Issue #36, Honorable Mention #1

Derek says, “I have previously published with Owl Hollow Press and Vulture Bones magazine, and pseudonymously with New Smut Project and Less Than Three Press; future publications are coming from Calyx (AUS), and Feral Cat Publishers. I write in a wide variety of genres.”



Weed

by Derek Des Anges

“I think you should go and clear out the shed,” Maggie said from the hallway outside of Alice’s room. 

“Oh, you think I should go and clear out the shed?” Alice asked, not looking up from her thesis. “What’s brought this on?”

“It smells like two foxes were in the throes of passion, got hit by lightning, and have spent the last century festering in their charred skeletons to produce the single worst stench in the known universe,” Maggie said, with all her habitual grandeur and melodrama. “And I can smell it from my bedroom window.”

“And I have to do it because?” Alice asked, still half-lost in footnotes. She looked like she’d been thrust into her clothes without her consent and like the laptop was causing her serious physical pain, which was about normal for Alice in an editing session. 

“Lowell said he’s going to puke if he does it.”

“Ah, masculine ineptitude arises at the most convenient of times for him,” Alice muttered, closing her laptop. “Why not make this a team effort?”

*

The shed stood behind the house like a lone tooth in a once-populated smile, with a good six feet of space either side of it before the tall creosoted fences closed in. Ordinarily it looked like it was trying to save seats for two late-arriving shed friends, but now, with the funk emanating through the old stained wood, it seemed more like the fences were trying to lean away from the source of the stink.

“Right,” said Lowell, from behind Alice and Maggie, “I’m warning you, my gag reflex is powerful and not to be trifled with.”

“That is not what you tell your Grindr dates,” Alice muttered, but she took a few hesitant steps towards the shed all the same, barefoot and grim-faced under the gray sky. 

“My eyes are watering,” Maggie commented, to the world or at least back garden at large. “People are going to think we’ve murdered someone. Or incinerated a skunk colony.”

“I thought it smelled more like we were trying to hybridize garlic and weed,” Lowell said, indistinctly, as he tried to bury his face in his own armpit. “Either way, they’re going to call the feds if we don’t do something about this. Alice?”

Alice had almost reached the shed door. She raised her hand in front of her, as if trying to ward off the smell, and turned her face away. “Who was in here last?”

Maggie and Lowell looked at each other and shrugged.

Alice’s fingers brushed the latched handle, but it was no good—the reek from inside the shed permeating the wood itself hit her like a wave: she staggered back, gagging explosively. 

“That,” Maggie said, squinting at the shed through tears, “is one hell of a thing.”

“I’d rather be tear-gassed,” Alice wheezed, doubled over, “than deal with this again.”

*

Back in the kitchen with the windows firmly closed, all three housemates stared out across the expanse of garden—all twenty feet of it—to the shed, as they reviewed their options. Alice, who had more-or-less shoved her entire face in a cup of black coffee in an attempt to chase away the memory of the smell, gave the occasional shudder.
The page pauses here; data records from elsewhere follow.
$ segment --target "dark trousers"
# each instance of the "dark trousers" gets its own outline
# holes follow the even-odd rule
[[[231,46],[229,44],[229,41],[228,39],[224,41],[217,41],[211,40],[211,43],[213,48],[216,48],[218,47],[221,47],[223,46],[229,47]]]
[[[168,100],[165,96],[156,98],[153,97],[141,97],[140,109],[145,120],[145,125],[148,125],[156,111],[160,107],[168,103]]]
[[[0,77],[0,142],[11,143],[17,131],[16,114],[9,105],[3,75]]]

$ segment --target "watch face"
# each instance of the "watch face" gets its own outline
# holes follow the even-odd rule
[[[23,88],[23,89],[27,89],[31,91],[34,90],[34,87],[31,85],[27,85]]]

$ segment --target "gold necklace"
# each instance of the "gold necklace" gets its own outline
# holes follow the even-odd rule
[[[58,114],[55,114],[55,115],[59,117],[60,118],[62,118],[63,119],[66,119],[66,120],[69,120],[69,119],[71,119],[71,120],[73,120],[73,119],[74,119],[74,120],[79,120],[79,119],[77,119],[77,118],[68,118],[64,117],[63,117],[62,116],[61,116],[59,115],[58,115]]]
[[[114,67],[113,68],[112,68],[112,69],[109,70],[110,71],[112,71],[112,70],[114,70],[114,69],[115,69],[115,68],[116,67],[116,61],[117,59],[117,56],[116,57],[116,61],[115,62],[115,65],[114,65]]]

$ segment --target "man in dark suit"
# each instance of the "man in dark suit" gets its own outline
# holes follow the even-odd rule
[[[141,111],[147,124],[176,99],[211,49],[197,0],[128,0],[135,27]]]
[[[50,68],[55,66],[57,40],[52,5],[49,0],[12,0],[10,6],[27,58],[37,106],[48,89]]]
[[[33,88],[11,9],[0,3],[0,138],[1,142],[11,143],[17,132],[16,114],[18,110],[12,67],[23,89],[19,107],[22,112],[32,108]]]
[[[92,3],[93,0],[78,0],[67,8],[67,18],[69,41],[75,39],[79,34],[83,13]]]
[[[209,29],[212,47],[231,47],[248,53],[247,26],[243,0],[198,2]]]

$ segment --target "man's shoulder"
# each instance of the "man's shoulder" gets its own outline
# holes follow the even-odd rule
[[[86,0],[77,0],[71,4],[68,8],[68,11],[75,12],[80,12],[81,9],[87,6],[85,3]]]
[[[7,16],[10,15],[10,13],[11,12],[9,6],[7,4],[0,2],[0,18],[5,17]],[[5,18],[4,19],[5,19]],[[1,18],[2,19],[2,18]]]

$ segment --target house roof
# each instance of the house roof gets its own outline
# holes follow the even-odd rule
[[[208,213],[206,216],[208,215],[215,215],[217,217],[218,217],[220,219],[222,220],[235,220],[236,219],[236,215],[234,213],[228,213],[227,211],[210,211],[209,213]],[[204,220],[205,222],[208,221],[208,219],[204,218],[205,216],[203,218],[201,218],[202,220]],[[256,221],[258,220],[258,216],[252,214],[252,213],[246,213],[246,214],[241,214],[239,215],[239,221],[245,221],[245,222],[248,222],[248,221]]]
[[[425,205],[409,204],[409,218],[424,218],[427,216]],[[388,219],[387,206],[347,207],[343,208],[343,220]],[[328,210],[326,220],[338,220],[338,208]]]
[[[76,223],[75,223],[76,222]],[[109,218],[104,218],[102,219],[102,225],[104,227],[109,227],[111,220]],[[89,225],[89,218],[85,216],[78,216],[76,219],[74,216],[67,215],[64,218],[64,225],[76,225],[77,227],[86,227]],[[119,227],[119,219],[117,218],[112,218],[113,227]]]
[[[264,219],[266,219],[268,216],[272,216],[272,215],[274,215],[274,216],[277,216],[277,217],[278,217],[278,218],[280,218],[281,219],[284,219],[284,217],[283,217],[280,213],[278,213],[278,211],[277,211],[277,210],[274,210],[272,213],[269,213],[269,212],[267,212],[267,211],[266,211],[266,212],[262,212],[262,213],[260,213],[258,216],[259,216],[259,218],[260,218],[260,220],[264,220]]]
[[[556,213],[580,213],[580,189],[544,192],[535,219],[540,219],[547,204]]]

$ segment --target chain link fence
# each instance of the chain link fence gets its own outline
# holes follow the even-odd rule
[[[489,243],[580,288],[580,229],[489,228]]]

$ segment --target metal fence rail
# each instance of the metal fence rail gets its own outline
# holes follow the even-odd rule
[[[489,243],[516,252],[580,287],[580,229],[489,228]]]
“We could,” Lowell said, thoughtfully. “Now, don’t all shout at once, because this might sound a bit mad, but we could just… ignore it and hope that it goes away?”
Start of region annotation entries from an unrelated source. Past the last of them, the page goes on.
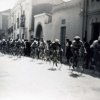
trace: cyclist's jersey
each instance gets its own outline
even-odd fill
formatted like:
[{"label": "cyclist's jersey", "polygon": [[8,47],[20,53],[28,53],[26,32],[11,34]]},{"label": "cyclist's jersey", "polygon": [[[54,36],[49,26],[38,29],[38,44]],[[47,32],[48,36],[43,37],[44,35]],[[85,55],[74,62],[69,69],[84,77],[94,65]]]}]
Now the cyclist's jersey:
[{"label": "cyclist's jersey", "polygon": [[59,48],[60,48],[60,44],[59,43],[53,43],[52,44],[52,49],[53,50],[59,50]]},{"label": "cyclist's jersey", "polygon": [[2,46],[5,47],[6,46],[6,41],[2,42]]},{"label": "cyclist's jersey", "polygon": [[31,44],[31,48],[32,48],[32,49],[37,48],[37,46],[38,46],[38,42],[37,42],[37,41],[34,41],[34,42]]},{"label": "cyclist's jersey", "polygon": [[98,40],[95,40],[93,44],[91,45],[91,48],[94,49],[94,52],[100,52],[100,43]]},{"label": "cyclist's jersey", "polygon": [[76,41],[74,40],[74,41],[72,42],[71,47],[72,47],[72,52],[73,52],[73,54],[74,54],[75,52],[77,52],[77,53],[80,53],[81,55],[83,55],[83,54],[86,52],[86,50],[85,50],[85,48],[84,48],[84,44],[83,44],[82,41],[76,42]]},{"label": "cyclist's jersey", "polygon": [[46,47],[45,42],[40,42],[39,47],[40,47],[41,49],[45,49],[45,47]]},{"label": "cyclist's jersey", "polygon": [[16,47],[17,47],[17,48],[20,48],[20,46],[21,46],[21,42],[17,41],[17,42],[16,42]]}]

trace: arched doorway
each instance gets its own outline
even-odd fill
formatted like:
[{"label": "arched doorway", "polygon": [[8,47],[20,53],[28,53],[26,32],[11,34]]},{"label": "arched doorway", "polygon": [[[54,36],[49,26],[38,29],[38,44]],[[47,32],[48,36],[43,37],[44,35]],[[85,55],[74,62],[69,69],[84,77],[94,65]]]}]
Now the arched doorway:
[{"label": "arched doorway", "polygon": [[40,38],[43,38],[43,29],[42,29],[42,25],[39,24],[37,26],[37,29],[36,29],[36,38],[40,39]]}]

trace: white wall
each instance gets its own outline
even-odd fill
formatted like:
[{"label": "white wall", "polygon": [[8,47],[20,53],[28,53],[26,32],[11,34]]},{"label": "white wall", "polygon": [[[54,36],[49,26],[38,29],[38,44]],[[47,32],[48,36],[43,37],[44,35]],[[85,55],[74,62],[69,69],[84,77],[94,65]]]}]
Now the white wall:
[{"label": "white wall", "polygon": [[[66,26],[66,37],[73,40],[75,35],[82,37],[82,16],[80,15],[81,5],[65,7],[53,13],[53,39],[60,39],[61,27]],[[62,19],[66,20],[65,25],[61,24]]]}]

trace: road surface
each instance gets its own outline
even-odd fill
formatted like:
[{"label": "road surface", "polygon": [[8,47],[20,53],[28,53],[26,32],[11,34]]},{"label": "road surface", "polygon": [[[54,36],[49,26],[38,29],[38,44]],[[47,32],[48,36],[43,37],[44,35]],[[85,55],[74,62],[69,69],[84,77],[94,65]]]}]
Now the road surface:
[{"label": "road surface", "polygon": [[[58,66],[60,67],[60,65]],[[100,100],[100,78],[0,54],[0,100]]]}]

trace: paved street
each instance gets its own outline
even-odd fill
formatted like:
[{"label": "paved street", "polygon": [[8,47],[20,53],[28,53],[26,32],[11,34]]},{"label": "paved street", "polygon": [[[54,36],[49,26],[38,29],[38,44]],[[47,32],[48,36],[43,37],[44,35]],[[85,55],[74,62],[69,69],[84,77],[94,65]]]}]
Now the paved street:
[{"label": "paved street", "polygon": [[51,67],[0,54],[0,100],[100,100],[100,78],[72,73],[66,65]]}]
“I’m not sure we can ignore it,” Maggie pointed out. “Much more of this and the neighbors are going to complain.”

“They’re on holiday in Tenerife,” Lowell said, by way of consolation.

Maggie waved a frustrated hand at the shed. “They’ll be able to smell it from there pretty soon!”
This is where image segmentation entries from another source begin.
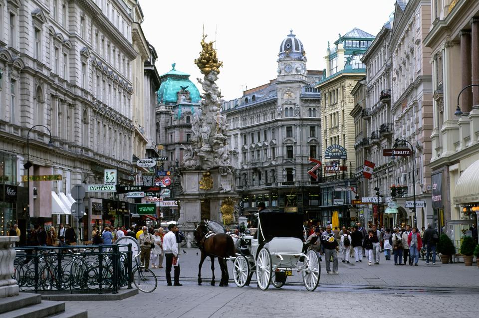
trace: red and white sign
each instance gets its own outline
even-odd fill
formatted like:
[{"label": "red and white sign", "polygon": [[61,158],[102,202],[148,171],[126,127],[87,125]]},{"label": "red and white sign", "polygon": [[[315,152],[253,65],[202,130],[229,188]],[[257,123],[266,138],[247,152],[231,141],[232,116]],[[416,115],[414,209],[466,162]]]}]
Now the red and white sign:
[{"label": "red and white sign", "polygon": [[316,165],[311,168],[309,171],[308,171],[308,174],[313,177],[315,179],[318,178],[318,176],[316,175],[315,173],[316,170],[319,169],[321,167],[321,161],[318,160],[317,159],[315,159],[314,158],[309,158],[308,159],[311,162],[314,162],[316,163]]},{"label": "red and white sign", "polygon": [[373,175],[374,167],[376,163],[372,162],[367,160],[364,160],[364,168],[363,169],[363,175],[366,179],[370,179],[371,176]]}]

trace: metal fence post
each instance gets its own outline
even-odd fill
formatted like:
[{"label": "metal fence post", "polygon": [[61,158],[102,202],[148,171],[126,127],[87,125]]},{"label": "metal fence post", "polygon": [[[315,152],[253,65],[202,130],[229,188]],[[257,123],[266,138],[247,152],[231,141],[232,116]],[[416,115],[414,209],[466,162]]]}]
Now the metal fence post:
[{"label": "metal fence post", "polygon": [[131,277],[131,268],[133,267],[133,252],[131,250],[131,243],[128,244],[128,258],[126,264],[126,270],[127,271],[128,276],[128,289],[131,289],[131,283],[133,282],[133,277]]}]

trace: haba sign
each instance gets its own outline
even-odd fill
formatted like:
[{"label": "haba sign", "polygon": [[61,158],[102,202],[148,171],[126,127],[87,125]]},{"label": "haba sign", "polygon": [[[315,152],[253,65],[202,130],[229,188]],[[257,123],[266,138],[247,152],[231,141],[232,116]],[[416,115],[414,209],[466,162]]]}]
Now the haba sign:
[{"label": "haba sign", "polygon": [[431,177],[433,183],[432,201],[433,208],[440,209],[443,204],[443,172],[433,174]]},{"label": "haba sign", "polygon": [[117,174],[115,169],[105,169],[104,171],[105,184],[108,185],[116,185]]},{"label": "haba sign", "polygon": [[114,185],[108,184],[87,184],[85,186],[86,192],[116,192],[116,188]]},{"label": "haba sign", "polygon": [[331,145],[324,152],[325,159],[346,160],[346,149],[340,145]]},{"label": "haba sign", "polygon": [[[26,182],[28,176],[21,176],[21,180],[23,182]],[[30,176],[30,181],[60,181],[61,179],[61,174],[44,174],[42,175]]]}]

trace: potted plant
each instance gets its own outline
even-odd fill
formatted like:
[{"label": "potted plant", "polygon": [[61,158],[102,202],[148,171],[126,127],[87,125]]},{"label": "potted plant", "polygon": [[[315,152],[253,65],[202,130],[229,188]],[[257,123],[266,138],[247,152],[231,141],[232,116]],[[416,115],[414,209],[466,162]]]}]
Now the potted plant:
[{"label": "potted plant", "polygon": [[476,256],[476,262],[478,264],[478,267],[479,267],[479,244],[476,246],[476,249],[474,250],[474,256]]},{"label": "potted plant", "polygon": [[443,264],[448,264],[451,256],[456,254],[456,248],[447,234],[443,233],[439,237],[438,243],[438,252],[441,253],[441,260]]},{"label": "potted plant", "polygon": [[461,254],[463,254],[464,265],[466,266],[472,266],[473,255],[476,248],[476,242],[471,236],[466,236],[463,239],[461,244]]}]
“Burn it,” Alice suggested, in a tone of voice that said she wasn’t entirely joking. “Just tip petrol over it, burn the bloody thing to the ground, claim it on the insurance. Whatever it takes. Get it over with.”

“Um,” said Maggie, clearly unhappy to be the designated voice of reason when she’d far rather be declaiming more florid melodrama. “No.”

*

Three hours later, after dinner and when the light was falling over the lone tooth of the shed and making it look almost as ominous as it smelled, Lowell said: “I suppose we can’t burn it. There might be something alive in there.”

“If it smells like that, all the more reason to burn it,” Alice muttered, from in front of the TV. “It might be some kind of interdimensional monstrosity.”

“I think you need a break from your thesis,” said Lowell, offering her a crisp. “It sounds like it’s getting to you.”

“I think you should mind your own business,” Alice said sulkily, rejecting the crisp. “And go burn the shed.”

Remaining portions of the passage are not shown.